4. En premier lieu, une obligation de quitter le territoire français antérieure de plus d'un an ne se trouve pas privée d'effet, l'étranger demeurant toujours tenu de l'exécuter et ne se trouvant pas, pour ce motif, dans une situation juridique définitivement constituée qui le soustrairait à l'application des dispositions de l'article L. 612-7 du code de l'entrée et du séjour des étrangers et du droit d'asile. Par suite, Mme C... n'est pas fondée à se prévaloir de la caducité de la décision portant obligation de quitter le territoire français prise à son encontre le 20 avril 2022, dont la légalité a, au demeurant, été confirmée par un jugement du tribunal administratif de Clermont-Ferrand du 21 septembre 2023 devenu définitif. Le moyen tiré du défaut de base légale de la décision contestée doit donc être écarté.
5. En deuxième lieu Mme D... B..., cheffe du service de l'immigration et de l'intégration à la préfecture du Puy-de-Dôme, signataire de la décision portant interdiction de retour sur le territoire français du 14 mai 2024, disposait d'une délégation de signature régulièrement consentie par le préfet du Puy-de-Dôme par arrêté du 6 février 2024, régulièrement publié au recueil des actes administratifs de la préfecture du même jour, à fin de signer tous les actes administratifs entrant dans le cadre des attributions de son service à l'exclusion de certains actes dont ne relève pas la décision contestée. Le moyen tiré de l'incompétence de l'auteur de la décision litigieuse doit donc être écarté.
6. En troisième lieu, la décision d'interdiction de retour sur le territoire français pour une durée de six mois prise à l'encontre de Mme C... vise l'article L. 612-7 cité au point 3 et, après avoir rappelé que l'intéressée a fait l'objet d'une obligation de quitter le territoire français le 20 avril 2022 notifiée le 30 avril suivant, dont la légalité a été confirmée par un jugement du tribunal administratif de Clermont-Ferrand du 21 septembre 2023, indique qu'elle ne justifie d'aucune circonstance particulière justifiant la non-exécution de cette mesure d'éloignement, ni d'aucune circonstance humanitaire de nature à faire obstacle à une interdiction de retour sur le territoire français, qu'elle ne justifie pas de l'intensité ou de la stabilité de ses liens personnels et familiaux en France et qu'elle ne représente pas une menace pour l'ordre public. Ainsi, cette décision, énonce les considérations de droit et de fait sur lesquelles elle se fonde.
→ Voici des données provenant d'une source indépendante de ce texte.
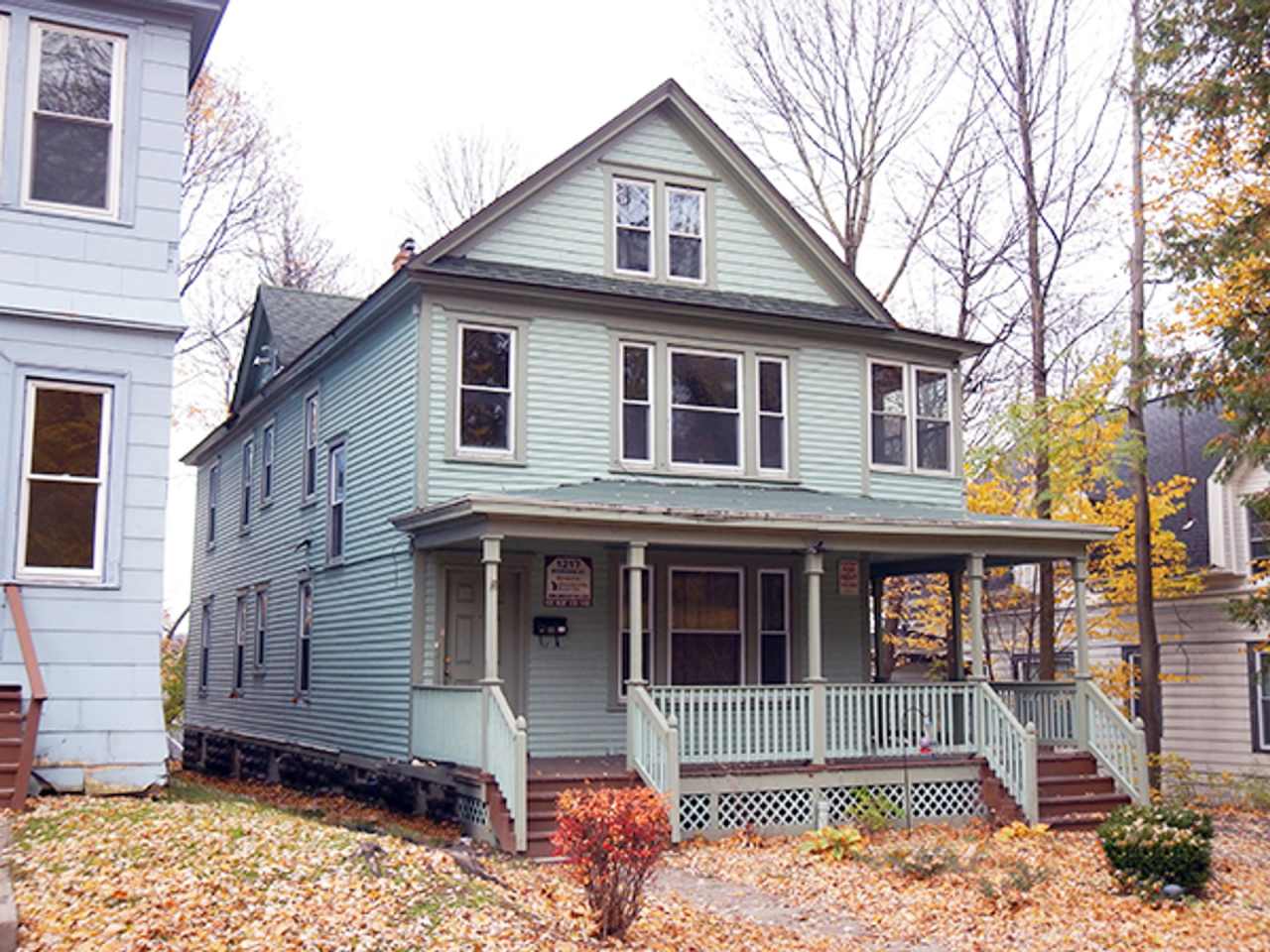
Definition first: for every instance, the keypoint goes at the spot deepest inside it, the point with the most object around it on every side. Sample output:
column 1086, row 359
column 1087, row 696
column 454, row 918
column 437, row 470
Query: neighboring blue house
column 91, row 136
column 634, row 395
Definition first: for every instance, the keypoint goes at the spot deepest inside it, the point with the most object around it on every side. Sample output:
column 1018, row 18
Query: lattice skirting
column 804, row 807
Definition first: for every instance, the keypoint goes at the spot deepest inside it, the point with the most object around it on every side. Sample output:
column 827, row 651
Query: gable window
column 633, row 226
column 335, row 477
column 262, row 625
column 73, row 118
column 706, row 626
column 774, row 626
column 304, row 636
column 486, row 389
column 64, row 489
column 636, row 403
column 310, row 463
column 267, row 463
column 685, row 232
column 248, row 453
column 705, row 409
column 772, row 428
column 888, row 413
column 213, row 499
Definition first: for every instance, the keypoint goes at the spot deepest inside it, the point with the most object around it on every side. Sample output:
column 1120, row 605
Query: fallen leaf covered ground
column 232, row 866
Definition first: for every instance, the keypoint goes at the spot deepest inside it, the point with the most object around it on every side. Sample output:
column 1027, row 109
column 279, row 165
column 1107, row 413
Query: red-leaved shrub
column 611, row 839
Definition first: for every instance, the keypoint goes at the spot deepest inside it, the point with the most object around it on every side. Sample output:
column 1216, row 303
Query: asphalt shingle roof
column 572, row 281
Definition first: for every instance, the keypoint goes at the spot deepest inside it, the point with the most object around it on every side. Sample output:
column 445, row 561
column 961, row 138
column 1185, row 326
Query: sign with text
column 567, row 581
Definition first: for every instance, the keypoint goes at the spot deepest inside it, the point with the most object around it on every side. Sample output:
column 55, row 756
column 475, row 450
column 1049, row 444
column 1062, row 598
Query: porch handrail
column 1010, row 749
column 743, row 724
column 653, row 742
column 1051, row 705
column 506, row 758
column 1118, row 744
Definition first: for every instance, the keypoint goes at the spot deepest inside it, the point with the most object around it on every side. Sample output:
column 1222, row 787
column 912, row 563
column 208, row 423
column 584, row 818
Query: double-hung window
column 486, row 390
column 335, row 483
column 774, row 626
column 73, row 116
column 685, row 232
column 64, row 490
column 310, row 461
column 705, row 409
column 633, row 226
column 304, row 638
column 636, row 416
column 248, row 470
column 267, row 463
column 772, row 425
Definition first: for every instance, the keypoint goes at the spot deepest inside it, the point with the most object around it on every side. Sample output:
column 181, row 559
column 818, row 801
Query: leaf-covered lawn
column 231, row 866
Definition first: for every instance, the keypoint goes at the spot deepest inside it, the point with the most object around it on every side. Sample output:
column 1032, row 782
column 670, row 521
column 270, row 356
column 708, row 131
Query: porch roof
column 740, row 516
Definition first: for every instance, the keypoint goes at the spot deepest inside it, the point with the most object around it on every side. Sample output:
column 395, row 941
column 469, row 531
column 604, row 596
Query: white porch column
column 492, row 555
column 974, row 574
column 813, row 570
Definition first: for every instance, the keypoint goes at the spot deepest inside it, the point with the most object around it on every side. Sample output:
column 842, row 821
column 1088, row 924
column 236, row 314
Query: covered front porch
column 751, row 697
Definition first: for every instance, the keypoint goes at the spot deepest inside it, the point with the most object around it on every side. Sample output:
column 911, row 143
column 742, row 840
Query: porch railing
column 739, row 724
column 888, row 720
column 653, row 747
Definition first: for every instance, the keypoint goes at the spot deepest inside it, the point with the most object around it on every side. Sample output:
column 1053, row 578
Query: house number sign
column 568, row 581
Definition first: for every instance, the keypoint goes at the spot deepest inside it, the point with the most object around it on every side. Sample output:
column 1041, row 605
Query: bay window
column 73, row 114
column 66, row 451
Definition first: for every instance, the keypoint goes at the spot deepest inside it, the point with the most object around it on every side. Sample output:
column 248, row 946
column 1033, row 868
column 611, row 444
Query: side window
column 73, row 112
column 64, row 468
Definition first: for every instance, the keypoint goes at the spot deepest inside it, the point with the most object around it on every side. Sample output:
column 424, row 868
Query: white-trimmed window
column 336, row 474
column 774, row 626
column 66, row 451
column 248, row 476
column 73, row 118
column 685, row 234
column 486, row 390
column 707, row 626
column 213, row 500
column 636, row 414
column 204, row 645
column 633, row 226
column 705, row 409
column 304, row 638
column 888, row 414
column 772, row 414
column 933, row 416
column 240, row 629
column 262, row 625
column 309, row 486
column 267, row 447
column 624, row 629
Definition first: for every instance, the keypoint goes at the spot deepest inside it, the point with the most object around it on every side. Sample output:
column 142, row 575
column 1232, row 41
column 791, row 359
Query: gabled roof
column 670, row 95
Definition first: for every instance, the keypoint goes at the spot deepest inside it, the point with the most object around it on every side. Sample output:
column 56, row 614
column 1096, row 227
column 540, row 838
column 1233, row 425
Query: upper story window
column 910, row 417
column 66, row 451
column 486, row 390
column 705, row 409
column 75, row 104
column 633, row 225
column 685, row 232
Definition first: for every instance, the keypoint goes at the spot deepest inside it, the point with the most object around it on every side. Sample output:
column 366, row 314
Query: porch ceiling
column 742, row 517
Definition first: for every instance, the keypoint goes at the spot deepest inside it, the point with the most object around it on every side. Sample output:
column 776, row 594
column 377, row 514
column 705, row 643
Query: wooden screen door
column 465, row 630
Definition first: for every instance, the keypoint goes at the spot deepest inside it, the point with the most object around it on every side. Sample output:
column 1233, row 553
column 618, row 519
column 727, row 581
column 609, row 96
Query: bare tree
column 832, row 90
column 465, row 172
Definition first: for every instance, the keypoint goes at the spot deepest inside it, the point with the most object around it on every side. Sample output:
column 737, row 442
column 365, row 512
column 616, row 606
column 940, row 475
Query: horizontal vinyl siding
column 362, row 610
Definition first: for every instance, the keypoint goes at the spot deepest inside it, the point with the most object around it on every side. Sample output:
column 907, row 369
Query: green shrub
column 1150, row 847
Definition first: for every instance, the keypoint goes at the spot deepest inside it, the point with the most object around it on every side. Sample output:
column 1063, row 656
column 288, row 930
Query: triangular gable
column 670, row 107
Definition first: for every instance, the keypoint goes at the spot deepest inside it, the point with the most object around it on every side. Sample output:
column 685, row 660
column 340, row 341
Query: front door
column 465, row 630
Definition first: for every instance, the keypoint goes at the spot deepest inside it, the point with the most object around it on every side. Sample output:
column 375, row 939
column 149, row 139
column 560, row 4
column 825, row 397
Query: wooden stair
column 1072, row 793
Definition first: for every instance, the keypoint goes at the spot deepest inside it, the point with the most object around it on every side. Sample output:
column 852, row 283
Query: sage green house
column 634, row 395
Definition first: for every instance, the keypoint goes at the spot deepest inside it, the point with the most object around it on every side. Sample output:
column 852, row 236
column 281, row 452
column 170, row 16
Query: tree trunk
column 1151, row 706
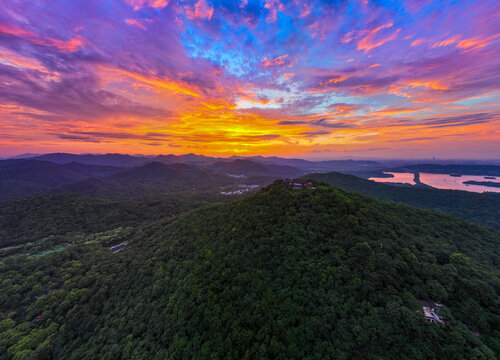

Par suite, le moyen tiré de son insuffisante motivation doit être écarté.
7. En quatrième lieu, contrairement à ce que soutient Mme C..., il ne ressort ni des termes de la décision contestée, ni des pièces du dossier que le préfet du Puy-de-Dôme n'aurait pas procédé à un examen sérieux de sa situation personnelle avant de prononcer à son encontre une interdiction de retour sur le territoire français pour une durée de six mois.
8. En cinquième lieu, aux termes de l'article 8 de la convention européenne de sauvegarde des droits de l'homme et des libertés fondamentales : " 1° Toute personne a droit au respect de sa vie privée et familiale, de son domicile et de sa correspondance ; 2° Il ne peut y avoir ingérence d'une autorité publique dans l'exercice de ce droit que pour autant que cette ingérence est prévue par la loi et qu'elle constitue une mesure qui, dans une société démocratique, est nécessaire à la sécurité nationale, à la sûreté publique, au bien-être économique du pays, à la défense de l'ordre et à la prévention des infractions pénales, à la protection de la santé ou de la morale ou à la protection des droits et libertés d'autrui ". Aux termes de l'article 3-1 de la convention relative aux droits de l'enfant signée à New York le 26 janvier 1990 : " Dans toutes les décisions qui concernent des enfants, qu'elles soient le fait d'institutions publiques ou privées de protection sociale, des tribunaux, des autorités administratives ou des organes législatifs, l'intérêt supérieur de l'enfant doit être une considération primordiale ".
9. Mme C... se prévaut de la durée de son séjour en France et de la circonstance que le père de sa fille, née le 3 août 2021, est de nationalité tunisienne et réside régulièrement en France. Cependant, elle ne produit aucun document de nature à établir la régularité du séjour du père de son enfant en France, ni aucun document de nature à établir sa communauté de vie avec ce dernier ou permettant de justifier que le père de son enfant contribuait à l'entretien et à l'éducation de sa fille à la date de la décision litigieuse. Au demeurant, lors de son audition du 13 mai 2024 elle a indiqué vouloir quitter la ville de Clermont-Ferrand, où elle a déclaré résider avec son concubin, pour la ville de Toulouse où réside sa sœur. Par ailleurs, elle n'établit pas être dépourvue d'attaches en Algérie où elle a vécu jusqu'à l'âge de 33 ans et rien ne s'oppose à ce que sa fille, compte tenu de son jeune âge, poursuive sa scolarité en Algérie où son père est susceptible de lui rendre visite. Dans ces circonstances, les moyens tirés de la violation des stipulations de l'article 8 de la convention européenne de sauvegarde des droits de l'homme et des libertés fondamentales et de l'article 3-1 de la convention relative aux droits de l'enfant doivent être écartés.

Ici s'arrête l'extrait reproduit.